Уехали не только Карповичи. Многие, так и не разобравшись в идеалах Советской власти и партии коммунистов, удрали вместе с белыми. Обиднее всего, что среди эвакуировавшихся немало скромных, небогатых людей, за интересы которых бьется Красная Армия. Отсталость, мещанские взгляды до сих пор мешают некоторым понять, кто их настоящий друг, а кто — злобный враг. Что же поделаешь, словам не поверили — жизнь научит.

Большой урон понесла молодежь, гимназисты. Письмоводитель Иванов и классный надзиратель Василий Васильевич Крупин (за большие торчащие рыжие усы мы его называли «Тараканом») порассказали мне такое, что вовек не забудешь. Беляки, оказывается, вымели под метелку всех из старших классов. Гимназисты-старшеклассники почти поголовно принесены в жертву угнетателям. О многих уже известно, что погибли или тяжело ранены в боях с Красной Армией.

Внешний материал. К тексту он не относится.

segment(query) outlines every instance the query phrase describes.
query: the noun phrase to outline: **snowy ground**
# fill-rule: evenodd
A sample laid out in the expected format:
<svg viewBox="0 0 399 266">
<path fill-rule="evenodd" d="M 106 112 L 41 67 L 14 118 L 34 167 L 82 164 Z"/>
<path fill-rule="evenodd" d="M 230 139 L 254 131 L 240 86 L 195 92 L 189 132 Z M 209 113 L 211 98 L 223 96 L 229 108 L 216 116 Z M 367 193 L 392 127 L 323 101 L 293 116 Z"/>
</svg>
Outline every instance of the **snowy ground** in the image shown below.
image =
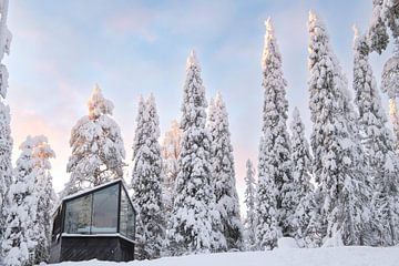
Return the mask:
<svg viewBox="0 0 399 266">
<path fill-rule="evenodd" d="M 151 262 L 62 263 L 57 266 L 398 266 L 399 247 L 275 249 L 166 257 Z M 55 265 L 54 265 L 55 266 Z"/>
</svg>

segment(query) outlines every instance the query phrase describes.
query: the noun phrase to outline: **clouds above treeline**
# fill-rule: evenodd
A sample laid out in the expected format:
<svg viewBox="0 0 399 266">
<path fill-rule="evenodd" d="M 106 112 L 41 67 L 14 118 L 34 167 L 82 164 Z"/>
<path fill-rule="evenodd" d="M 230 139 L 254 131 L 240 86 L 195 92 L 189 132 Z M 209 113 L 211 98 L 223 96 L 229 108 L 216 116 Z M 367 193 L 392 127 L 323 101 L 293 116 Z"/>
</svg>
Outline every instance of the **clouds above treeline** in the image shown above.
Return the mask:
<svg viewBox="0 0 399 266">
<path fill-rule="evenodd" d="M 164 133 L 173 119 L 180 119 L 185 60 L 194 48 L 207 96 L 216 91 L 224 95 L 243 192 L 245 161 L 256 162 L 260 135 L 260 55 L 267 17 L 274 20 L 283 53 L 289 108 L 300 109 L 309 131 L 309 9 L 326 21 L 350 81 L 351 27 L 366 29 L 371 0 L 12 1 L 13 41 L 6 63 L 16 153 L 27 134 L 48 135 L 58 155 L 53 175 L 60 191 L 68 180 L 70 130 L 86 114 L 86 99 L 99 83 L 115 105 L 130 162 L 139 95 L 154 93 Z M 371 57 L 377 79 L 388 55 Z"/>
</svg>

Очень огорчило меня известие о том, что наша ЧК еще летом 1918 года расстреляла как заложника Ивана Петухова. Ничем не оправданная жертва! Я знал Ивана, он не был буржуем, никогда не говорил против власти Советов. Такие трагические случаи только восстанавливают против нас тех, кто колеблется, не может быстро прийти к определенным выводам…

Володе Брагину белогвардейская свора не простила его умных революционных статей. Володю держали в тюрьме, долго истязали, потом расстреляли… Еще один из моих друзей отдал жизнь за Красный Октябрь.

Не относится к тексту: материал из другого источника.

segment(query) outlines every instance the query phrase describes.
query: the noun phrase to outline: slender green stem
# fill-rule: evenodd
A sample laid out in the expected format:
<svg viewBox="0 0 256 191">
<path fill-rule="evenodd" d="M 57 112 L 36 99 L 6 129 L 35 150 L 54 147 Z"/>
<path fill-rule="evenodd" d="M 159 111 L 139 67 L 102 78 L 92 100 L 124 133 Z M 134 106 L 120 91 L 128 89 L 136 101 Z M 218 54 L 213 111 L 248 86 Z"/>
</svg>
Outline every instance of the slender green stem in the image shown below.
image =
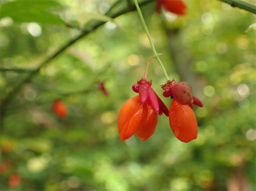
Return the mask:
<svg viewBox="0 0 256 191">
<path fill-rule="evenodd" d="M 220 0 L 228 3 L 234 7 L 239 7 L 254 14 L 256 14 L 256 6 L 251 3 L 241 0 Z"/>
<path fill-rule="evenodd" d="M 161 56 L 162 55 L 162 54 L 157 54 L 157 55 Z M 151 60 L 152 60 L 154 58 L 156 58 L 156 56 L 152 56 L 150 57 L 149 59 L 147 61 L 147 65 L 146 66 L 146 69 L 145 69 L 145 75 L 144 75 L 144 77 L 147 78 L 147 70 L 149 68 L 149 63 L 150 63 L 150 62 L 151 62 Z"/>
<path fill-rule="evenodd" d="M 140 15 L 140 20 L 141 20 L 141 22 L 142 22 L 142 25 L 144 27 L 144 29 L 146 31 L 146 33 L 147 33 L 147 37 L 149 39 L 149 43 L 150 43 L 150 45 L 151 46 L 151 48 L 152 48 L 152 51 L 154 53 L 154 56 L 158 61 L 158 62 L 160 65 L 161 68 L 162 68 L 162 70 L 163 70 L 163 72 L 164 72 L 164 74 L 165 76 L 165 77 L 167 81 L 169 80 L 170 79 L 169 79 L 169 77 L 168 77 L 168 75 L 167 75 L 167 73 L 166 72 L 166 71 L 164 68 L 164 66 L 163 65 L 162 62 L 161 60 L 158 57 L 158 55 L 157 54 L 157 52 L 156 50 L 156 49 L 155 48 L 153 44 L 153 42 L 152 41 L 152 39 L 151 39 L 151 37 L 150 37 L 150 35 L 149 34 L 149 32 L 147 29 L 147 25 L 146 25 L 146 23 L 145 23 L 145 21 L 144 20 L 144 19 L 143 18 L 143 16 L 142 15 L 142 13 L 141 12 L 141 11 L 140 11 L 140 6 L 138 4 L 138 2 L 137 0 L 134 0 L 134 3 L 135 4 L 135 6 L 136 6 L 136 8 L 137 9 L 137 10 L 138 11 L 138 13 L 139 13 L 139 15 Z"/>
</svg>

Услышал, что Шурка Чуваков, который в трудные дни на Салке каркал: «все погибло, все разбито», действительно дезертировал из Красной Армии, вернулся в Камышлов. Где сейчас, никому неведомо.

Говорят, что Трошев, Аркашка Казанцев и сестры Грибуськи Донова в городе. Постараюсь их завтра разыскать.

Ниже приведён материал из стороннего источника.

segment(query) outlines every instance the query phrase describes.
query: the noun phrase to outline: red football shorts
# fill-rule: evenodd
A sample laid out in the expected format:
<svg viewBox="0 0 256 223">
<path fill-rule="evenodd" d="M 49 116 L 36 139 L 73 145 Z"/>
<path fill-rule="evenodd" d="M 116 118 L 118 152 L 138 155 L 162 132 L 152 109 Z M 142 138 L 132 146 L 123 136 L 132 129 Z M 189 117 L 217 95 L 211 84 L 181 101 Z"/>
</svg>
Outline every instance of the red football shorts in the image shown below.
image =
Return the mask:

Выспрашивал относительно редактора наших «Известий» Степана Васильевича Егоршина. По слухам, он вместе с бывшим учителем закона божия отцом Тихоном Андриевским был арестован белыми за большевизм. Вроде бы оба уцелели и должны со дня на день появиться в Камышлове. Интересно будет повидать их.

Когда был у Заостровских, не удержался, задал вопрос о Лиде. Она со всей семьей уехала в Сибирь в числе первых, как только началась эвакуация. Ее брат Костя стал заядлым белогвардейцем. Все это понятно, но вместе с тем как-то неприятно.

Встретил домовладельца Баранова (ему принадлежит и домик, в котором проживает Прасковья Ионовна). Всегда был надутый, важный — не подступись, а сейчас прост, разговорчив, душа-человек, да и только.

13 августа. Камышлов

Жизнь в Камышлове постепенно налаживается. Одна беда — не хватает работников, совсем мало осталось местных коммунистов. Одни ушли в Красную Армию, другие погибли в белогвардейских застенках.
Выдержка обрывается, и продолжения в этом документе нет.